I remember he cried.

Once as he left to go back to wherever it was he lived at that time in my life; he cried.
His tears I noticed only after my own. I kicked and I screamed. I wailed and begged him not to leave and not to put me down. I remember the rickety powder blue and chipped white porch we stood on outside of my maternal grandmother’s house. He carried me as far as he could outside of the door before he had to put me down and walk away to his car.
He put me down and said his “I have to go now,” speech but I didn’t want to hear any of it. I didn’t care what he was saying or why he was saying he needed to leave. I only wanted him to take me with him or him to stay with me.
He did neither of those things though. Instead he peeled me off him, stopped for a short minute to sniff and wipe his own tears (he never wiped mine), and he disappeared. I don’t think I cried that way to him over anything else ever again.m (until the last time I saw him alive).
For the first time ever, as I think back to this day…as I see him, my father, young and handsome in his black leather coat; with his maroon sweater, and his deep brown high top fade…I also see me.
I see myself: the little brown girl with ponytails and ribbons and bows.
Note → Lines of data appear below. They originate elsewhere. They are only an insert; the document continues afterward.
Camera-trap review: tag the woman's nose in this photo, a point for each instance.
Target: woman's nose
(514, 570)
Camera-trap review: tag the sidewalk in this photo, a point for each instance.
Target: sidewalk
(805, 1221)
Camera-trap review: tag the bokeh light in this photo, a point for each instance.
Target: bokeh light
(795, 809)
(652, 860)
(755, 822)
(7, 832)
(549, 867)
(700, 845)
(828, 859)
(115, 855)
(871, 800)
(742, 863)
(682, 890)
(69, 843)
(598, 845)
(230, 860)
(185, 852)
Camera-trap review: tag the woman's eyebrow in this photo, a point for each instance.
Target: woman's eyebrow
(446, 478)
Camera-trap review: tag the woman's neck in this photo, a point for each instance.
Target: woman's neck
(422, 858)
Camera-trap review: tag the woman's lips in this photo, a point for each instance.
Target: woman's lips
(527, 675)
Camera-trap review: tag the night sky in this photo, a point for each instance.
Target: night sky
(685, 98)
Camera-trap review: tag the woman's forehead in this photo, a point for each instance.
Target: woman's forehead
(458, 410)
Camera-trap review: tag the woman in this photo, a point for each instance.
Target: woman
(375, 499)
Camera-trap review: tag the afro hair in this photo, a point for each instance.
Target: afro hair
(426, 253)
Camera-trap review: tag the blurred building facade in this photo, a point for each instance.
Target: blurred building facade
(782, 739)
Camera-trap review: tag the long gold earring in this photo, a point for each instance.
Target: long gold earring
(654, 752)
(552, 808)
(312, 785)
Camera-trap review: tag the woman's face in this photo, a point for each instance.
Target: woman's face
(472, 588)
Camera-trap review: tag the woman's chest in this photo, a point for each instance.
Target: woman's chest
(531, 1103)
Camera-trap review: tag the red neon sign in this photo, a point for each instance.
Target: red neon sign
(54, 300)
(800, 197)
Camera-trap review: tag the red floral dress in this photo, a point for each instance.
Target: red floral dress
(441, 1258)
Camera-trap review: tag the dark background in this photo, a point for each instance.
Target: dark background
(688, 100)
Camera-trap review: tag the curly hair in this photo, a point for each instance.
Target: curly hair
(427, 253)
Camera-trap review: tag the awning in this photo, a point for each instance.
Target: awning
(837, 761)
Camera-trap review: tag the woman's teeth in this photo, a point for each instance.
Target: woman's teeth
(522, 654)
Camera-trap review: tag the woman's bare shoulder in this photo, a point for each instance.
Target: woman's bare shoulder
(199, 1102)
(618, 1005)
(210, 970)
I see my little outfit (not as detailed as I remember his). Maybe it was corduroy and maybe it was brown. I had been dressed up nice and pretty that day because the adults around me knew he was coming to visit.
I see that little brown girl; dressed up nice and pretty; in distress. She’s crying and she’s screaming the way my son once screamed after he’d been left with people he didn’t like; who did mean things to him. That little brown girl is crying the way babies cry when mamas leave one too many times for a weekend with friends.
Today I finally see her.

…and I realize this instance to be a moment that broke her heart.
I don’t remember who grabbed that little girl to take her back into the old country house. I don’t remember her daddy’s car or what it looked like driving off that day. I don’t remember anything else that happened or that might have been said later that evening.
I just know that this moment stuck; and it shaped how that little brown girl viewed and related to her daddy and to other men she encountered. It also sent a damning message to her about the value of her little brown baby girl tears.

They don’t matter, the message said. The tears of little bitty girls like you are damned the minute they well up.